Éditorial
- Type de publication : Article de revue
- Revue : Revue Bertrand
2021, n° 4. varia - Auteur : Ravonneaux (Nathalie)
- Pages : 13 à 17
- Revue : Revue Bertrand
Éditorial
Chaleureusement accueillis à l’Académie des Sciences, Arts et Belles-Lettres de Dijon le 15 février 2020, les conférenciers réunis dans ce numéro ont offert à leur auditoire de riches contributions.
Annie Chaux-Haïk a analysé l’influence possible de la collection d’estampes de Jehannin de Chamblanc sur l’œuvre dessiné de Bertrand à partir de l’exposition d’une sélection d’œuvres mises en regard des dessins de l’écrivain conservés à la Bibliothèque patrimoniale et d’études de Dijon, où Nathalie Collin les a redécouverts en 2016. S’il est probable que Bertrand a travaillé dans les bibliothèques parisiennes (la Bibliothèque royale comptait « dès 1667, deux cent vingt-quatre gravures de Rembrandt », « soit les deux tiers de son œuvre1 »), il ne fait aucun doute que les fonds dijonnais ont nourri sa mémoire, son imaginaire et sa réflexion. En s’inscrivant dans la lignée de Paulette Choné notamment, Annie Chaux-Haïk invite les lecteurs à prendre au sérieux, sur le plan graphique, la référence à Callot et à Rembrandt du sous-titre des Fantaisies. Elle attire particulièrement l’attention sur l’œuvre de Giovanni Benedetto Castiglione qui a été l’« un des premiers graveurs européens à avoir réagi aux œuvres de Rembrandt en proposant des variations voire des pastiches de ses estampes » et qui a été à l’origine d’une véritable « mode » rembranesque alors que le succès des bambochades était toujours « vif » en Italie2. Revenant sur les dessins de paysages de Bertrand, elle suggère de les analyser en tenant compte de leur dialogue probable avec les œuvres de Roelandt ou Swanevelt et non pas seulement de Bril.

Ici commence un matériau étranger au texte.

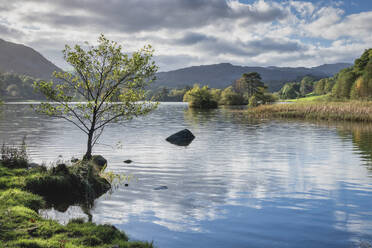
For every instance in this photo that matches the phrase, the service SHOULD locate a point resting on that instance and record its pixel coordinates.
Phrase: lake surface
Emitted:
(240, 183)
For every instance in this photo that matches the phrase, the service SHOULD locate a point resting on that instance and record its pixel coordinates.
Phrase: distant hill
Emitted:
(23, 60)
(222, 75)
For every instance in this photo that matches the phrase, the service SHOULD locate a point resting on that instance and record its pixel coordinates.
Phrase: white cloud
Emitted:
(183, 33)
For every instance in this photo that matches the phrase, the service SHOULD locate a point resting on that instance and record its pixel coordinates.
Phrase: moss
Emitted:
(22, 227)
(76, 184)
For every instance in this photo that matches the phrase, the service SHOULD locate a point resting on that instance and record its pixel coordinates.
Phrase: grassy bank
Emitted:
(24, 191)
(322, 98)
(360, 111)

L’après-midi a été l’occasion de la présentation d’un autre document intéressant : une lettre de Victor Pavie issue de la collection de Joseph Dumas que Jacques-Remi Dahan a contextualisée avec soin, donnant 14à connaître en particulier son destinataire, l’écrivain et imprimeur lyonnais Léon Boitel. Sollicité par Victor Pavie à la demande de Sainte-Beuve, le fondateur et directeur de la Revue du Lyonnais est probablement l’auteur d’une recension anonyme de Gaspard de la Nuit qui parut dans le périodique en 1843. Sa découverte a été l’occasion pour Jacques-Remi Dahan de replacer la publication de l’œuvre principale de Bertrand dans son actualité littéraire : non seulement celle de la vogue hoffmannesque mais aussi celles d’un engouement pour la poésie du xvie siècle mise à l’honneur en particulier par Sainte-Beuve et d’un désir de renouvellement de la littérature par une poésie populaire qui se fasse voix de l’enfance, selon les principes de Germaine de Staël et la poétique du conte de Nodier.
La troisième conférence a été consacrée à « L’Alchimiste », une pièce essentielle du premier livre des Fantaisies qui n’avait guère retenu l’attention de la critique depuis l’étude de Réjane Blanc. C’est une version légèrement différente de cette contribution qu’offre ici Arthur Houplain. Partant de l’hypothèse d’un texte recelant une clef de lecture pour Gaspard de la Nuit, le commentateur revient sur la question de « l’architecture secrète » des Fantaisies et aboutit à une révision de la place du chiffre XVII dans l’œuvre de Bertrand, interprétée différemment par plusieurs critiques avant lui, ainsi qu’à une nouvelle hypothèse sur la structure du quatrième livre des Contemplations de Hugo.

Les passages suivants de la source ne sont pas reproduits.